I am not suggesting removing anything. Just changing the situation with
supporting all possible versions of all possible frameworks at the same
time. Specifics? If I were you, I would do the following:

* Branch off HAML 2.4 off 2.2 and announce that it is for people who use 2.2
with Rails 2.x, Merb 1.0.x and what is going to be Sinatra 1.0.
* Branch off HAML 2.5 off 2.2 and announce that it is for people who use 2.2
with Rails 3.x and Sinatra-next
* Branch off HAML 2.6 off 2.3 and announce that it is for people who use 2.3
with Rails 3.x and Sinatra-next

Will this make life any more complex for regular Joe The Haml User? I think
this:

* If the announcement is loud and clear, and explains reasoning, community
will spread the word pretty quickly.

* Those who don't care won't be affected and may switch to new branches that
fit them after some time.

* Those who do care and know what framework versions they target will switch
quickly and (hopefully) have less worries when it comes to
   upgrading to the next point release of HAML on their branch.

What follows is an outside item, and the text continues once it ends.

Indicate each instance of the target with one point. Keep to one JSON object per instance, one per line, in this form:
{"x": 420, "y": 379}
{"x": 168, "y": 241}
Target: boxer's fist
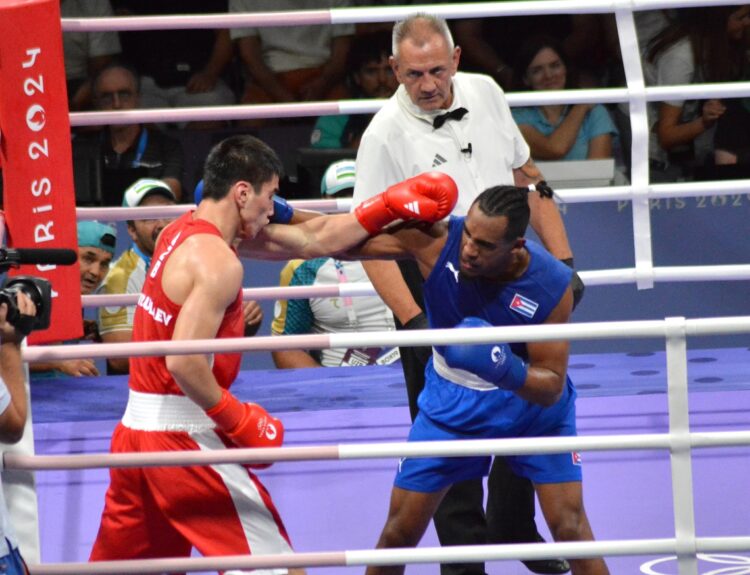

* It does not make things any different for HAML 3.0 which may bring
significant new incompatible features, language changes for SASS,
   et cetera. It is still a release several months away if I understand it
correctly.

You have stated that compatibility issues are important to you. If you
really mean it, consider
doing something like suggested above. You have power to do that in 30
minutes. Ok, with announcement texts that is one hour.
Because point releases (2.4 and 2.5 are off 2.2, so I mean them) usually
have a few commits between them, Git makes maintaining 3 branches easy with
cherry-picking. And Gemcutter solved most of release pain points people had
to go through before.

This definitely sounds a bit scary if you look at variety of MySQL versions
and flavors. It's true. But I tend to think if announcement is in the
README, on the site, and in a gem post-intall message (Cucumber uses this
practice), it will be hard to not notice it.